The same phenomenon happens in the workplace. You see employees occupy the same seats during staff meetings. Occasionally, I would break ranks and sit on the opposite side of the table or room. Or, shift from the front to the back, or a combination of the two. That decision would cause a bit of stir, often accompanied with jokes about going to the “dark side.”

… if someone new has the audacity to inadvertently sit in someone’s seat, it tends to cause a shift in the universe. Or so you would think.

That small change would mean I’d learn that the staff member I thought was diligently responding to emails was really playing Candy Crush on her phone or checking out the latest pics of the grandkids. Or the person scribbling away wasn’t taking notes, but instead was doodling three-dimensional boxes.

Changing places not only gave me a different view in the meetings, it also gave me opportunities to build relationships with colleagues I didn’t usually sit by in these gatherings.

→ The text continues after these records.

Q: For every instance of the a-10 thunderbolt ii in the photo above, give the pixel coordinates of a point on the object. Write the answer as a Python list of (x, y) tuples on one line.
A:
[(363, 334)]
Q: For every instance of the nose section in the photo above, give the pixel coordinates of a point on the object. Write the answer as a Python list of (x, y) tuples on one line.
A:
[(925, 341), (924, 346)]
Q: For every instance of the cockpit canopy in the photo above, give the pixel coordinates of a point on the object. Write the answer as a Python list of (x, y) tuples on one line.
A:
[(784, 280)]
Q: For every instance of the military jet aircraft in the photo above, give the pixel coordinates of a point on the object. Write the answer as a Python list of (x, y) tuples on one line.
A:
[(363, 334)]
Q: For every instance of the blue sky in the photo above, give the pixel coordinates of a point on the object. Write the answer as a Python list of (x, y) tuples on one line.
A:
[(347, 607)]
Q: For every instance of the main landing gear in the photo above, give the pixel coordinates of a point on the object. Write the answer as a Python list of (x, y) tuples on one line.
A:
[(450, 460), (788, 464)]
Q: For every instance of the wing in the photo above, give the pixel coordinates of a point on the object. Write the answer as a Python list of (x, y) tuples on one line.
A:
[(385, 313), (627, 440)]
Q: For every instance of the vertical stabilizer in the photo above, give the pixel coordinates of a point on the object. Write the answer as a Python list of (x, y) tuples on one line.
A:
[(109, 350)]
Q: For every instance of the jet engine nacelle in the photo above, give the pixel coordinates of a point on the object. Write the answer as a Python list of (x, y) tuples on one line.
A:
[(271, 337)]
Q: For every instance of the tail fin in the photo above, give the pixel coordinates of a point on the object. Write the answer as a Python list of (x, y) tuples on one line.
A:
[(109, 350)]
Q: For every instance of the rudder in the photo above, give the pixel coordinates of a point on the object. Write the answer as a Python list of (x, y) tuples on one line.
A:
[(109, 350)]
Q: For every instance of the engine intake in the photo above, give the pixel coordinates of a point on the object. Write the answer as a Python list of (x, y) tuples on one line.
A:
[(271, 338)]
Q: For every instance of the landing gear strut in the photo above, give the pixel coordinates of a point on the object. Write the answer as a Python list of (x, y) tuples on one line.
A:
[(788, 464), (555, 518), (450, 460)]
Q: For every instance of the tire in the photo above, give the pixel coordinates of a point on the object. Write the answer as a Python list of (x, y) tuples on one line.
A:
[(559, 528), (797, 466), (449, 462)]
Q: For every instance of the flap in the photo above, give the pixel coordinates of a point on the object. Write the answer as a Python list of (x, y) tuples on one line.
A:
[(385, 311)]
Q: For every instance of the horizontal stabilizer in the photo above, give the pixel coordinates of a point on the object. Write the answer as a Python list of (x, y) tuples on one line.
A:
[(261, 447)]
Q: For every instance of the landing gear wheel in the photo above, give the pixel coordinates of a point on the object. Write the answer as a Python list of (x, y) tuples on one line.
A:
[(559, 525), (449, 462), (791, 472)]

At professional development and networking meetings, people from the same company or agency tend to sit together at a table.

Recently I was at a professional association meeting in which five people from the same department at a company sat together at an eight-top. Other than cursory introductions, I didn’t have a conversation with any of them. Throughout the lunch they talked among themselves, which not only is rude but defeats the primary purpose of such meetings, which is to get to know other colleagues in your field.

When I supervised a staff of three (plus an intern on occasion), I had a rule that we were not to sit together at these outside meetings. We represented a nonprofit agency and our role as communicators was to increase awareness of our brand and the services we provided. Staff members understood that talking up our agency was part of their jobs at the rubber chicken lunches.

As a small business owner, I intentionally look to sit with people I don’t know so I can build my brand and seek out the types of clients I serve. Why pay for an overpriced lunch or a training session if you don’t meet new people? Making quickie introductions and exchanging cards on the way out the door is much less effective than actually getting to know someone during the program.

Why pay for an overpriced lunch or a training session if you don’t meet new people?

I heard of a pastor, who was a disrupter before the label became ubiquitous, preached in one of those multi-functional spaces where there were no pews bolted the floor. Rather, chairs were set up in rows and a pulpit rolled out to the “front” of the worship space.

One day at the beginning of the service, he rolled the pulpit to the back of the room and instructed everyone to turn their chairs around. This provided a new perspective for both the pastor and the congregants. Those who clung to the back row were now nearly face to face with the pastor. People who were normally behind certain parishioners were now in front of them. Instead of being on the right side of the room, they now had a left-side angle on the action.

Not only did the pastor shake things up, he forced people into a new way of seeing the service and created opportunities for new interactions.

I get that it is fun to catch up with your friends and is less threatening to sit with people you know. And, it can be enlightening if you choose to be bold, be smart and, despite what your parents told you, it’s okay to talk to strangers.